African Parks (AP), a grantee of the LRF, discovered in April that a new lion cub has been born in Malawi’s Liwonde National Park. This is the first lion to be born in the park since the mid-1980s.
In August 2018, AP completed the translocation of nine lions (seven from South Africa and two from Majete National Park in Malawi) to Liwonde National Park, in partnership with the LRF and the Leonardo DiCaprio Foundation. Prior to AP’s intervention, Malawi was at risk of losing its small lion population entirely; areas that were previously depleted of wildlife due to snaring, poaching, and lack of protections saw dramatic recovery thanks to AP’s management partnership with the Malawian government’s Department of National Parks and Wildlife. After successful lion reintroduction in Majete, they decided to repeat the same process in Liwonde. The LRF granted AP the funds to facilitate this great task.
Years of planning have paid off with the return of lions to this landscape, culminating in the birth of this new cub. Liwonde’s original population of lions was wiped out decades ago due to poaching and human-lion conflict, but AP’s guiding hand has primed Liwonde for their return since 2015. In that time, AP has trained and equipped rangers, built effective infrastructure, removed over 40,000 snares, bolstered community engagement, and finally reintroduced the lions themselves in 2018. All of this created the conditions necessary to give the species a fighting chance at prosperity, a dream now realized with the addition of this new little member of the pride.
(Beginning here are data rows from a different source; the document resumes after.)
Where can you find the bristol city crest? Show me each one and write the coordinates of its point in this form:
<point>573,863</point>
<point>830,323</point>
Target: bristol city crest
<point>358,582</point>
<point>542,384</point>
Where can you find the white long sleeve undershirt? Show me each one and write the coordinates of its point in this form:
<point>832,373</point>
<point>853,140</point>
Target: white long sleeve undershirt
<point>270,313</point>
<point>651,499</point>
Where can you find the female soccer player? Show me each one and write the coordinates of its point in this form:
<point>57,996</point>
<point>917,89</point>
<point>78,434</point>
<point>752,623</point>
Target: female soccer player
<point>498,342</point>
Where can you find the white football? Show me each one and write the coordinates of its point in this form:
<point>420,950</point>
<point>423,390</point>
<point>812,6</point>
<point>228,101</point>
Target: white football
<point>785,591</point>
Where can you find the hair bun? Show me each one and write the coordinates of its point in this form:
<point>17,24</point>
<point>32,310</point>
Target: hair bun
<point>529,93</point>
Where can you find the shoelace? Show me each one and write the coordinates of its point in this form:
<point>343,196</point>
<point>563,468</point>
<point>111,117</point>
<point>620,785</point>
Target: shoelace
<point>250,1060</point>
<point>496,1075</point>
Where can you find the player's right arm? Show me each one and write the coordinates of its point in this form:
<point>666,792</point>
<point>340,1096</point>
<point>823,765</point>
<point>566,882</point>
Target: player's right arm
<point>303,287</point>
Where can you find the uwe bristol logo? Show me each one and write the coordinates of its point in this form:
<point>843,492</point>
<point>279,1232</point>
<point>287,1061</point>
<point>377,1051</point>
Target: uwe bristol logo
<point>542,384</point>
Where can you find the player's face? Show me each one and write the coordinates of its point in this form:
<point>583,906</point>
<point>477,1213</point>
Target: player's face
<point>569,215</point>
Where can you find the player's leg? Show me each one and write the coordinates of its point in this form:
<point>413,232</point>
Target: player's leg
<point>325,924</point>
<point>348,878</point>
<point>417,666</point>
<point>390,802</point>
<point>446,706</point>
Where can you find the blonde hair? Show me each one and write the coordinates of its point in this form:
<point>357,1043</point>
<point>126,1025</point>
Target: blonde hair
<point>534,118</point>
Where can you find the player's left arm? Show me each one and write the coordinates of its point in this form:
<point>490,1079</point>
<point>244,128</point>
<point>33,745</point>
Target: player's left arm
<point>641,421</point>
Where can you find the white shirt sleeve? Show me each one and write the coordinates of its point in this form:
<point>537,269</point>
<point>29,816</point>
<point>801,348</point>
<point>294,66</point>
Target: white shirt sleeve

Liwonde is a tremendous example of what the effective management of protected areas can achieve, with the help of government support and donor funding. AP’s intervention and partnership with the Malawian government made the restoration of Liwonde possible, allowing wildlife to safely return and communities living around the park to benefit from its stabilization. With regular ranger patrols, perimeter fences, strong community engagement programs, and careful reintroduction strategies, lions in Liwonde are reclaiming the home they lost decades ago. It’s a winning plan that gives hope to lions in Malawi, and with fewer than 20,000 lions remaining across the entirety of Africa, it’s a plan that can ideally be replicated in other countries within the lion’s historic range.